Geben wir es ruhig zu: Auch wir hatten Vorurteile. Bevor wir nach Russland
gereist sind, haben wir unsere Angelegenheiten geregelt. Unsere Vorfreude
auf das baldige Fußballereignis Confed Cup war zeitweilig überschattet vom
abwegigen Gerücht, dass Spieler während des Spiels als „Agenten einer
ausländischen Macht“ verhaftet werden könnten.

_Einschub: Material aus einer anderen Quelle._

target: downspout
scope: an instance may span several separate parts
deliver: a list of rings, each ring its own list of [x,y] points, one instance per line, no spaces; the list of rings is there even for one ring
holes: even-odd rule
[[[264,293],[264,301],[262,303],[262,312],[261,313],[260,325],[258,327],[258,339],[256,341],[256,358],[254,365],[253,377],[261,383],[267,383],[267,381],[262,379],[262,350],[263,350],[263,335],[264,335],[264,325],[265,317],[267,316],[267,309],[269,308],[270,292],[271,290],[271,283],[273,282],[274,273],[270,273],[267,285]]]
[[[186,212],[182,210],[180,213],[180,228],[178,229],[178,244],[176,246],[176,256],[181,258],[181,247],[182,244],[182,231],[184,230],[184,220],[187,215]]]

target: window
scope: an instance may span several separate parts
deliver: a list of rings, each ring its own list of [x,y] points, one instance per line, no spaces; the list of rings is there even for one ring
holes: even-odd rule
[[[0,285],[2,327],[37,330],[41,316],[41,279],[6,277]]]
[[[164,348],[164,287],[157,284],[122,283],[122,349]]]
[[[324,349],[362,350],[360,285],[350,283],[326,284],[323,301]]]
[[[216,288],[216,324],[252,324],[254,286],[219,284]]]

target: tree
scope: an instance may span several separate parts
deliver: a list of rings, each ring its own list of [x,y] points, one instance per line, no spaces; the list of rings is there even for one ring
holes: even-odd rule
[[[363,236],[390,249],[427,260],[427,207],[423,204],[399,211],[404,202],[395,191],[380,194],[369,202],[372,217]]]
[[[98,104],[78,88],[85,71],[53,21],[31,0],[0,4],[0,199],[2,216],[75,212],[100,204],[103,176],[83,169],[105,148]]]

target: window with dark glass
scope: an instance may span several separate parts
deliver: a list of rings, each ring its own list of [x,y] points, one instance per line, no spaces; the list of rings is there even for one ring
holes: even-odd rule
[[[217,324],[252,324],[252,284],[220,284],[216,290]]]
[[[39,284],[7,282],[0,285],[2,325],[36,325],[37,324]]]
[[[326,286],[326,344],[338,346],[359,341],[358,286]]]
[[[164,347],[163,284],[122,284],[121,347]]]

Russische Behörden haben uns gegenüber aber beteuert, die Miliz habe die
klare Anweisung, das Spielfeld während der Spiele nur im Notfall zu
betreten. Gefährliche Gegner würden selbstverständlich vor dem Spiel und
diskret eliminiert. Russische Nationalgerichte wie Krimtatar mit
Silberzwiebeln und Stahlnägeln oder Szegediner Gulag seien schließlich
schon manchem nicht so gut bekommen. Und die berüchtigten Standgerichte
erst recht nicht.
Trotz unserer Angst: Wir reisen mit einer Mission nach Russland. Wir wollen
dem ungeheuren Verdacht nachgehen, Russland habe sich in die US-Politik
eingemischt. Und wir haben einen exklusiven Tipp bekommen. Die Spur führt
in das eigentliche Russland: hinter den Ural, nach Sibirien.
## Ein Land ruft
Am Anfang jedoch steht auch für uns der Pflichtbesuch auf dem Roten Platz.
Wir bestaunen das Riesenterrarium, das nach dem Führer der
Oktoberrevolution von 1917 benannt ist und vor dem die Mäusefans Schlange
stehen. Und wir betrachten mit leisem Schaudern den „Rust Belt“. So nennen
die Moskowiter spöttisch die lange Reifenspur des Kremlfliegers von 1987,
die als stetige Mahnung an die Luftabwehr täglich nachgezogen wird.
Jetzt aber auf nach Osten! Sibirien ruft! Mit der Tram geht es bis zur
Station Jekaterinburg. Danach sorgen die charakteristischen verwinkelten
Gässchen des östlichen Russland dafür, dass man am besten zu Fuß unterwegs
ist. Und mit zwei Paar Socken. Denn es ist merklich kälter als im
europäischen Teil. Und das hat Folgen.
Wir treffen den Bürgermeister einer Gemeinde gleich hinten am Eismeer. Er
möchte unerkannt bleiben, hat jedoch etwa zwanzig Freunde zu unserem
Treffen eingeladen, von denen auffällig viele auch abends und drinnen die
Sonnenbrille aufbehalten. Wir stellen verblüfft fest, dass die echten
Russen vollkommen anders sind, als das westliche Klischee es will.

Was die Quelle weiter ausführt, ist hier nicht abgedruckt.